En ne fournissant pas à la cour les éléments lui permettant de déterminer le point de départ du report du délai de 6 mois alors que la charge de la preuve lui incombe, le créancier ne peut prétendre à être relevé de la forclusion encourue par sa déclaration tardive du 27 septembre 2019.
Le fait que le débiteur ait reconnu dans des conclusions déposées dans d'autres procédures ou en première instance être redevable de ce dépôt de garantie ne dispense pas le créancier de déclarer sa créance dans le délai légal imparti.

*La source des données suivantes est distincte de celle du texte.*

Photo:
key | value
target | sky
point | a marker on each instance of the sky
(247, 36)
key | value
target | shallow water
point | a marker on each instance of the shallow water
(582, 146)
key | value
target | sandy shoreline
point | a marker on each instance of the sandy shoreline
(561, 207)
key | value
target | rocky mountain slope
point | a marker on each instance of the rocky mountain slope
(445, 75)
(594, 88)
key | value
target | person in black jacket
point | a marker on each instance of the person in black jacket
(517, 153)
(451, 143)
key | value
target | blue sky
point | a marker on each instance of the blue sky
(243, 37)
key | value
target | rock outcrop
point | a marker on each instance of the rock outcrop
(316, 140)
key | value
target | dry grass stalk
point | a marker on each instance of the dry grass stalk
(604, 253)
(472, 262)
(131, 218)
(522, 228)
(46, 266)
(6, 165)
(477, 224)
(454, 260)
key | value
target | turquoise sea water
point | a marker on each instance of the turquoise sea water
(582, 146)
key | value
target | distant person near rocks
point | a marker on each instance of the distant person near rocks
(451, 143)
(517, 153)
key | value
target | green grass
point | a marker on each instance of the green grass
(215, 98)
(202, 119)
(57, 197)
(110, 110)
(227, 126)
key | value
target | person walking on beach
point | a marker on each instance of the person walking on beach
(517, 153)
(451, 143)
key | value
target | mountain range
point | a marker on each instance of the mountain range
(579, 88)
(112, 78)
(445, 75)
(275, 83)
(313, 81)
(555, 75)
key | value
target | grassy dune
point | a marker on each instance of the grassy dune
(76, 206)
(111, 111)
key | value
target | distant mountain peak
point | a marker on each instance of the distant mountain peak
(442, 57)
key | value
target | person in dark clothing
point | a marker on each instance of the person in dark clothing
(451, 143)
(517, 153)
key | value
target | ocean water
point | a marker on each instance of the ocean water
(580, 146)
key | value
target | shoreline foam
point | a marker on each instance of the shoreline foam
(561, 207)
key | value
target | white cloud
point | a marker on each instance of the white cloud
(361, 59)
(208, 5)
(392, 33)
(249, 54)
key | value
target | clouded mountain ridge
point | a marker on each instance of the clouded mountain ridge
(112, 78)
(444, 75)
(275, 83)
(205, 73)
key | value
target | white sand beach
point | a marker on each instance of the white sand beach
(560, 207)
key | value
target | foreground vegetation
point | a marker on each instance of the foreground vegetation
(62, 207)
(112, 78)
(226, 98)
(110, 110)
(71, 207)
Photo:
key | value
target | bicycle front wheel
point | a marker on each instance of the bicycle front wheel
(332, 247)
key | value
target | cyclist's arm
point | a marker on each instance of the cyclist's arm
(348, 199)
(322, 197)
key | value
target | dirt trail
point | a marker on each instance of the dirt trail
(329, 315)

Il en est de même de l'exécution du plan qui, de surcroît, n'est pas versé aux débats.
La société Philippe Rey a inexactement apprécié ses droits mais les intimés ne justifient pas d'un abus de procédure de sorte qu'elle sera déboutée de sa demande de dommages intérêts.
La société Philippe Rey, qui succombe, devra supporter les dépens de l'instance et payer à la société Lubéron Investissement Patrimoine une somme équitablement arbitrée à 2.000 € en application de l'article 700 du code de procédure civile.
PAR CES MOTIFS :
La Cour, statuant par arrêt contradictoire et en dernier ressort,
Confirme le jugement déféré en toutes ses dispositions,
Y ajoutant,
Dit que la société Philippe Rey supportera les dépens d'appel et payera à la société Lubéron Investissement Patrimoine une somme de 2 000 € par application de l'article 700 du code de procédure civile.
Dit que la SELARL AVOUEPERICCHI pourra recouvrer directement contre la partie ci-dessus condamnée, ceux des dépens d'appel dont elle aura fait l'avance sans en recevoir provision, conformément aux dispositions de l'article 699 du code de procédure civile.
Arrêt signé par la présidente et par la greffiere.